Federal judge refuses to retrieve deleted Signal messages from several Trump administration officials
Goldberg was the one who revealed the existence of the Trump Administration officials' group chat, adding that the one who accidentally added him to the conversation was then-national security adviser Mike Waltz.

James Boasberg, chief judge of the U.S. District Court.
U.S. District Judge James Boasberg said Friday that it was too late to order the recovery of deleted messages on the Signal appby several senior members of the U.S. president's administration Donald Trump, largely rejecting a request for intervention made by the watchdog group American Oversight. On the other hand, Boasberg did direct both the acting national archivist and Secretary of State Marco Rubio to request Attorney General Pam Bondi to take appropriate steps to be able to preserve Signal messages across the administration that are still at risk of deletion.

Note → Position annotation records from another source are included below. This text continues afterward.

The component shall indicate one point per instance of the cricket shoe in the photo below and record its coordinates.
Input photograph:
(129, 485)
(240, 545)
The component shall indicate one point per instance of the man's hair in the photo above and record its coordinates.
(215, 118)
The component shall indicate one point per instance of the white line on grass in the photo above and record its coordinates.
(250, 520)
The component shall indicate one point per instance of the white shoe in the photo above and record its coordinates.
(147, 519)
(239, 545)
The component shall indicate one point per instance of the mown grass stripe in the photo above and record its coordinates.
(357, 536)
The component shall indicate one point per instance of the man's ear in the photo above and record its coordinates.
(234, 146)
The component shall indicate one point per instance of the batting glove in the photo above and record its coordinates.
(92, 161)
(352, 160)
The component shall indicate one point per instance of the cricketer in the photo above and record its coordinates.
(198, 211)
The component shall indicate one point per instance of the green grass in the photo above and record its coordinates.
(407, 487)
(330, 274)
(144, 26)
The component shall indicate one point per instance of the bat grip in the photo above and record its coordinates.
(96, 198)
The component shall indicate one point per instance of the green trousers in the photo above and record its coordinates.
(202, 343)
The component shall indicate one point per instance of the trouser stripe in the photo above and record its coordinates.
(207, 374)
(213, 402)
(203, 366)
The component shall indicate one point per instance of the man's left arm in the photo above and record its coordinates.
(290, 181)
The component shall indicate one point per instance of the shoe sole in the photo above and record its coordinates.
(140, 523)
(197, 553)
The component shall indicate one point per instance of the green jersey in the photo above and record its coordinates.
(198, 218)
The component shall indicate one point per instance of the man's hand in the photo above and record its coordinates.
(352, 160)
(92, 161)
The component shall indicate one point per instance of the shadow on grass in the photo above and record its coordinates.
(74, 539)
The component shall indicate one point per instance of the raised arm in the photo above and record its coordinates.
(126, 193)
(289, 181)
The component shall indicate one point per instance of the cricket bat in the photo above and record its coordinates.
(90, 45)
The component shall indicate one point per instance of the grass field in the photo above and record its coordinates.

"At this juncture, the Court largely denies American Oversight’s slew of requests and will instead grant only narrower relief," Boasberg wrote. Similarly, even as the federal judge ordered Rubio to ask Bondi to act on those messages "that have not yet been fully recovered," Boasberg stressed that the attorney general has all the power to ignore such a request should she deem it appropriate.

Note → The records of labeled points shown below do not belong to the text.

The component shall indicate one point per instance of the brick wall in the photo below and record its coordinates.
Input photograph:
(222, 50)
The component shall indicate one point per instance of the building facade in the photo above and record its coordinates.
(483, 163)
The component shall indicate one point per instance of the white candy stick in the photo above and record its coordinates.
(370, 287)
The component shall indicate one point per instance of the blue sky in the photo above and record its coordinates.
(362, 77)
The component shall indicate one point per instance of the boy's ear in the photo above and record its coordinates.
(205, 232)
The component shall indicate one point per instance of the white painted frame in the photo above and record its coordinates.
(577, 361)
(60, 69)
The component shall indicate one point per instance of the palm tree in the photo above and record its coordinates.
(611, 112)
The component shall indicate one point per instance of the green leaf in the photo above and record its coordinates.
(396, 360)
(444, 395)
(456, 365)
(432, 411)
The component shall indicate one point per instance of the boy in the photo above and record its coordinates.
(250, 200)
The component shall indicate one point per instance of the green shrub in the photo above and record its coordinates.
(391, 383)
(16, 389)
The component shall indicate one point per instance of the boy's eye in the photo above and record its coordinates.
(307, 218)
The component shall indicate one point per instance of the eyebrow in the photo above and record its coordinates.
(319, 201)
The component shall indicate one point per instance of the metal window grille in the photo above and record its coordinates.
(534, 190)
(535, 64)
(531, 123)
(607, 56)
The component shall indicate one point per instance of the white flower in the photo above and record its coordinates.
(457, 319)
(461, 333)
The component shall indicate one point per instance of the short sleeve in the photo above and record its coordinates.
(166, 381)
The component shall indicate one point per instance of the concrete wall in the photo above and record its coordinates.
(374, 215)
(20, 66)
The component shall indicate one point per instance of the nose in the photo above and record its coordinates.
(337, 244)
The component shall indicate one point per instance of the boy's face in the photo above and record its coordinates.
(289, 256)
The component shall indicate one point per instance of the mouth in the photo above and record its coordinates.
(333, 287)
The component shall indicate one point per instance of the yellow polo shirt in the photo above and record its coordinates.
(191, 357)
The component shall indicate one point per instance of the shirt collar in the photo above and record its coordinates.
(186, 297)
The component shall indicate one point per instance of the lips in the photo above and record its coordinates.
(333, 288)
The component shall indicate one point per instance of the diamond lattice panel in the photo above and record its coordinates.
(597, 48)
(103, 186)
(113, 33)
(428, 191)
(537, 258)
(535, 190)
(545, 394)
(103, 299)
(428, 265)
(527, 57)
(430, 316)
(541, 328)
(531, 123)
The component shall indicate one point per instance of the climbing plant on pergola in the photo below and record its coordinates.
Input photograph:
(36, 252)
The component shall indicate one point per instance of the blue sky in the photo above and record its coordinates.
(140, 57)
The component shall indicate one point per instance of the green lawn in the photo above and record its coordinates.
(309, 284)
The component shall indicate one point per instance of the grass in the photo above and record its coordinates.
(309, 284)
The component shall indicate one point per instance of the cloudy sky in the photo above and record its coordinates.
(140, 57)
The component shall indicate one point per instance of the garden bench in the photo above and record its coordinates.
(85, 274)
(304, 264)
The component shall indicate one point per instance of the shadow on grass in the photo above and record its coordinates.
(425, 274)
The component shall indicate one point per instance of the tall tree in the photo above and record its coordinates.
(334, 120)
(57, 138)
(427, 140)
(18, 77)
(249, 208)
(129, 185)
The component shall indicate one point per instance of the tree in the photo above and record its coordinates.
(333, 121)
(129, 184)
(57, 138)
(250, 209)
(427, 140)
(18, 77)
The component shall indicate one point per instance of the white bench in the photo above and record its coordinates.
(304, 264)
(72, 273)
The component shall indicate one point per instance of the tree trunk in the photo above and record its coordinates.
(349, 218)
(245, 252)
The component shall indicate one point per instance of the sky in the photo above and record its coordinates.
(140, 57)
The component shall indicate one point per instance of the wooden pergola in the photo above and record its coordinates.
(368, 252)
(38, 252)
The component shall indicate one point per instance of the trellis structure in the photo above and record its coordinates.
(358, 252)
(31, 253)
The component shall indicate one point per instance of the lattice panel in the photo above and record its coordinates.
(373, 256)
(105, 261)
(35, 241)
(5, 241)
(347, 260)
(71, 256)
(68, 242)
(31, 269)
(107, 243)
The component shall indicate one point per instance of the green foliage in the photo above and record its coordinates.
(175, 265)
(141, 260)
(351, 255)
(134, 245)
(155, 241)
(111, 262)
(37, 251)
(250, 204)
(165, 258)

Issuing the order was futile
The watchdog group American Oversight, which often files lawsuits to access different types of government records, demanded five Trump administration officials after it was revealed that they discussed a military operation in a group chat on Signal, and mistakenly included The Atlantic editor-in-chief Jeffrey Goldberg. That group had asked Boasberg to order the five officials not only to preserve any and all communications made on the app, but also to recover the deleted messages. However, the federal judge explained that the group's own representation to the courtmade it clear that the deleted messages on Signal could not be recovered, so issuing the order was futile.
"Although Plaintiff tries to walk that stance back — claiming in its Reply that recovery is feasible ‘[r]egardless of Signal’s statement of policy,’ — that belated assertion wilts in the face of its repeated claims to the contrary in both its Amended Complaint and Motion," Boasberg explained.